Leading analyst flags debt and interest rates cuts
As published in The Sydney Morning Herald, Michael Every, head of financial markets research at Rabobank in Hong Kong, has been quoted as saying the following today:
‘The RBA just sat there watching the housing bubble grow for the past couple of years…you’re in a doom loop. Now that the Federal Reserve is finally on hold, the RBA can finally talk about cutting again — and they will.’
From a start of 67% in the 1990s, the household debt-to-income ratio has flown to 189%.
Bloomberg has a handy chart showing what has happened to the Aussie Dollar since the ratio really took off around 2013:
Earlier, we flagged how the Federal Reserve probably should have considered interest rate hikes as far back as late 2016.
As for our own RBA, the script is far worse.
Post-GFC, they relentlessly cut rates, always trying to juice the engine.
Now we have a rapidly deflating housing bubble combined with some of the highest household debt to income ratios in the world — leading to the ‘doom loop’ characterisation.
Where will the Aussie dollar go from here?
The current short-term outlook is bearish, pointing towards a target of $0.69/$0.68 following a ‘flash crash’ we covered earlier.
In the mid-term however, the waters become a bit muddier.
One thing to consider is that China is seriously considering a massive tax-cut to stimulate its economy.

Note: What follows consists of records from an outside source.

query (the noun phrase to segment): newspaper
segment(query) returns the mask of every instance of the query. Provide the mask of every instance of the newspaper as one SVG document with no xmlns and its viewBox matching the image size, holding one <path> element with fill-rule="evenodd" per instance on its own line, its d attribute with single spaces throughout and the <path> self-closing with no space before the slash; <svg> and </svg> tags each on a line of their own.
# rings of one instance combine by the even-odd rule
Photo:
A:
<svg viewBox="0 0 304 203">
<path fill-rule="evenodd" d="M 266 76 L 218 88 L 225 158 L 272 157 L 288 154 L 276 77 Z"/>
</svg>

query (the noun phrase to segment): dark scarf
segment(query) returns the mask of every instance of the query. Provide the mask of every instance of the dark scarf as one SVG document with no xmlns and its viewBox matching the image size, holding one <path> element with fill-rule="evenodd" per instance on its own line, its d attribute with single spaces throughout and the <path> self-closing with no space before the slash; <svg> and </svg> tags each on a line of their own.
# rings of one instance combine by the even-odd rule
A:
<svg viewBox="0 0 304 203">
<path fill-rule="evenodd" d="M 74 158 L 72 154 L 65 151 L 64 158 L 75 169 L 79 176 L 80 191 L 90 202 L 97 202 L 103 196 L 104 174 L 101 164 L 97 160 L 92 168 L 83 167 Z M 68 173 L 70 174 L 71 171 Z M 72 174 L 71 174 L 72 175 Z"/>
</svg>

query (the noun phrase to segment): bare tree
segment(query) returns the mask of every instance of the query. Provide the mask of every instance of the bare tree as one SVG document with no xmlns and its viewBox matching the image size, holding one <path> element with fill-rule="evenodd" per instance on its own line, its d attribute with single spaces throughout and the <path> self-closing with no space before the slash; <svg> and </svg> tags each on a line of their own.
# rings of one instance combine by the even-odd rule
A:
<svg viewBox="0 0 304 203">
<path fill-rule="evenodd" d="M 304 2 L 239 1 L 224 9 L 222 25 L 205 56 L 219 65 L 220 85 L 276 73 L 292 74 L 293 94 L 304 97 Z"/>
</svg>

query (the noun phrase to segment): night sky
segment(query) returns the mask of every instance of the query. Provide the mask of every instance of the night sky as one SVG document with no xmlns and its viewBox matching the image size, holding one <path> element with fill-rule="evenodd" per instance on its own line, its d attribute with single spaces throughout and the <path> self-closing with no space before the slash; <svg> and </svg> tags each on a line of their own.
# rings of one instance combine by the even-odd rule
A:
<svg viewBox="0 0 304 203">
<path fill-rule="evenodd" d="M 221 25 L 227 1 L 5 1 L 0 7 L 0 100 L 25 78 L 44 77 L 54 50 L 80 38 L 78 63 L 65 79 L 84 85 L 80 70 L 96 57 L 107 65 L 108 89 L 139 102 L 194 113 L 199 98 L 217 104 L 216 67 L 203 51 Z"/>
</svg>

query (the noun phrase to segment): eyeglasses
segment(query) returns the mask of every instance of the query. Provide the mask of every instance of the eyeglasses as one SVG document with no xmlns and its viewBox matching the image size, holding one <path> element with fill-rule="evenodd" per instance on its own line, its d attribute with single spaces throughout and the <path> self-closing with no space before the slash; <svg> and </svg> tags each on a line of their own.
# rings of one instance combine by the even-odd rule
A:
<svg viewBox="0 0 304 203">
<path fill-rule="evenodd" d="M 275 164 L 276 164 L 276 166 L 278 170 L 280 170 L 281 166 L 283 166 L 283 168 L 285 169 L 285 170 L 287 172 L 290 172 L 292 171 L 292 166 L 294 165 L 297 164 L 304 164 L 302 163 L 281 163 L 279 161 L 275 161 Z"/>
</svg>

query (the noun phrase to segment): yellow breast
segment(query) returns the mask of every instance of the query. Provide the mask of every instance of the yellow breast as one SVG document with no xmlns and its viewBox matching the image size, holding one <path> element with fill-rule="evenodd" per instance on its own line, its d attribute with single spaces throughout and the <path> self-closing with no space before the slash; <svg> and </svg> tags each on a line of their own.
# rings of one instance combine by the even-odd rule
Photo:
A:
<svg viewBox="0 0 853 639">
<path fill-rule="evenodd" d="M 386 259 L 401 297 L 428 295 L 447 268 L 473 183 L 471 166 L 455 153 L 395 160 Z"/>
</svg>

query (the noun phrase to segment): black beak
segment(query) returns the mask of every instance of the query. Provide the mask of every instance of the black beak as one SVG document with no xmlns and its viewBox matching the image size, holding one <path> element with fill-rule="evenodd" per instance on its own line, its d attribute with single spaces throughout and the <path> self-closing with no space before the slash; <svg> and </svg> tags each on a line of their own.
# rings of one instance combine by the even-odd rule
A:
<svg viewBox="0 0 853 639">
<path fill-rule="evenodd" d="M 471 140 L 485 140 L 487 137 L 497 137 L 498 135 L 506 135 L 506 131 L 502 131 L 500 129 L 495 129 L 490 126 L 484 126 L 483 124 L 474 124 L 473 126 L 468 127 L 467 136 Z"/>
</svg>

If this occurs/is announced in the coming weeks, this could cause a spike in the AUD.
Extending our analysis out a bit further to the mid-term, there are serious macro concerns for the currency.
Slowing global growth, the prospect of a recession, credit crunch etc., could all play a factor.
As a result, it appears unlikely that the currency will rise much beyond the upward support of $0.73 and could, in a cataclysmic scenario, potentially hit lows seen post-GFC.